In the first part, silence dominates. Our character essentially communicates with his gaze, with gestures. This way he moves around the city, interacts with others. How can we not remember M. Hulot, by Jacques Tati, in his attacks on Paris in the 1950s? It is clear that master Tati's comic streak was strong, but what was sometimes at stake were the novelties of the new times: spaces without divisions (“It's modern, tout communique!”), electronic gates in garages… Doesn’t the girl who discovers the cassette tape have a similar impact, or Hirayama’s niece who, amusingly, compares it to her uncle’s analogue camera with her iPhone? And in this case, as it was also a strong expression of affection between them, how beautiful is the realization that Niko kept the old camera that he had received as a gift from Hirayama as a child...

This kinship relationship was covered in a very extended way, and it is with this that the character's verbal expression phase culminates, including the troubled relationships with his family, through his sister, Niko's mother.

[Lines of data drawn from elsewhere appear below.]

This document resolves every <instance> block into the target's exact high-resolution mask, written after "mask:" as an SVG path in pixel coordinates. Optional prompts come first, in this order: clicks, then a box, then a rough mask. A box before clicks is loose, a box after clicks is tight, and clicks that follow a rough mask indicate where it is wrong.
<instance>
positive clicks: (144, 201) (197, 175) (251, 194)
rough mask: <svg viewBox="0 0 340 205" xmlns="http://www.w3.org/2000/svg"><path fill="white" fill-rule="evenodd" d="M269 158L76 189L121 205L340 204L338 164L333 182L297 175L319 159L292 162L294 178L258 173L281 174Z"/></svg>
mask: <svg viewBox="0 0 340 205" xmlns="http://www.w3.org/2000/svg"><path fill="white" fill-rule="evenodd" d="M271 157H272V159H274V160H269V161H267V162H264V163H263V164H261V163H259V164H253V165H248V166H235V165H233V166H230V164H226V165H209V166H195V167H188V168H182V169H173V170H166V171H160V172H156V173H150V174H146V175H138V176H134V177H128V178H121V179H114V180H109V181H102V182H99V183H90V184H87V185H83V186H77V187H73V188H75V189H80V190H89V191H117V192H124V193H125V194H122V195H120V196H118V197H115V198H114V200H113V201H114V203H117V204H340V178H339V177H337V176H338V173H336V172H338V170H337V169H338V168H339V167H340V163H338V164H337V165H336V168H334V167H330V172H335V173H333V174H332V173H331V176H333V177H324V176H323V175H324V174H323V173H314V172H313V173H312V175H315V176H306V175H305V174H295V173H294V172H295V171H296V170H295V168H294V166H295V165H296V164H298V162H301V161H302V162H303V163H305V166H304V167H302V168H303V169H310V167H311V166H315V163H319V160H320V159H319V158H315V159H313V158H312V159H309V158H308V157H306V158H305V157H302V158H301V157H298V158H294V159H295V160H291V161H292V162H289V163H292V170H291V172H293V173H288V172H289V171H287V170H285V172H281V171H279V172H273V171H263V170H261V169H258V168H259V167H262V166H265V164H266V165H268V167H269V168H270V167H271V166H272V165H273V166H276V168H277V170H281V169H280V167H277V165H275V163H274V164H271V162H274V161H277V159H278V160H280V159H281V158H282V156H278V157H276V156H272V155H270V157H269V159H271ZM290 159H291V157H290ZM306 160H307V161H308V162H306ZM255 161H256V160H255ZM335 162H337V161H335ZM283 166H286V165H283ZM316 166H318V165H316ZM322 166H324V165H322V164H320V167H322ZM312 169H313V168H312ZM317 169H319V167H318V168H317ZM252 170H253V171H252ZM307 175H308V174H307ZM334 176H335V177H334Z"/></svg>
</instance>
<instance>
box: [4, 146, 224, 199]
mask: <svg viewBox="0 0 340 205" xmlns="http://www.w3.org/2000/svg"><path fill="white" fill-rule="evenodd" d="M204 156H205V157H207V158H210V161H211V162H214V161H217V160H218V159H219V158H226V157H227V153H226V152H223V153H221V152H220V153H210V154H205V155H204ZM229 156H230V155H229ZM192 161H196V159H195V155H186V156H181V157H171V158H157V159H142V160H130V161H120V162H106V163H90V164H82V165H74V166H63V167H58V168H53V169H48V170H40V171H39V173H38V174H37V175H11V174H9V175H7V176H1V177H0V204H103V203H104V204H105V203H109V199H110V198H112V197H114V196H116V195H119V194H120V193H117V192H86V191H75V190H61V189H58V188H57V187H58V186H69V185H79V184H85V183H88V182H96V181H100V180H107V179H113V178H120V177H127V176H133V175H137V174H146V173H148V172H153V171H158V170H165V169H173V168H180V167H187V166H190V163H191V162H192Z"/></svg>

The transition from the non-verbal phase to the verbal phase occurs around the middle of the film, a moment in which Hirayama's routine change is marked by weekends, by replacing work time with leisure time. This time includes a visit to the temple, the bookstore, and the store where you buy and develop your films, in black and white.

In the photographs analyzed, at home, and rigorously packaged, the tree that is always recorded in the square, at lunchtime, stands out. What is Narayama looking for, comparing them? The change of seasons expressed in it, the passage of time? The fact is that they serve as a motto to configure the beautiful shadow images, in black and white, that dance in your head, full of everyday stories, full of memory, and that mark your state of somnambulism, before falling asleep.

The first word, if not the one that appears so expressive as primordial, takes place in Mama's bar, and is addressed to this fifty-something Japanese woman, who welcomes some “regulars” for dinner. We intuit the loving connection between her and Hirayama, not only because it is the first dialogue, but because of the atmosphere and the sign of another jealous regular. It is an old “affair” of Mama’s that Hirayama will play at the end of the film, in a beautiful scene, in which friendship, compassion and a childish spirit will set the tone.

Still in Mama's bar, a moment of pure lyricism. She sings a version, in Japanese, of “The house of the rising sun", of The Animals, which, in English, opened the film. And we leave here with one last observation. Hirayama, on his travels around Tokyo, always chooses one of his cassette tapes for background music. Lucky for us, we savor the soundtrack that ties the film together, while the stunning views of modern Tokyo stroll before us.

It is worth remembering that the future, as if promising new directions for Mr. Hirayama's daily life, evokes in him an open smile, moistened by tears, as he drives, in the final scene. This time, his face is not turned towards the sky, but looks, eye to eye, at the camera, that is, at all of us. To the sound of which song? I swear I felt it, and I got it right: “feeling good”, by Nina Simone. If it's a cliché, commonplace, it could be. But it fit like a glove.

*Solange Peirão, historian, is director of Solar Pesquisas de História.


Perfect days (Perfect Days).
Japan, 2023, 123 minutes.
Director: Wim Wenders.
Screenplay: Takuma Takasaki, Wim Wenders.
Director of Photography: Franz Lustig.
Cast: Kōji Yakusho, Min Tanaka, Arisa Nakano, Tokio Emoto.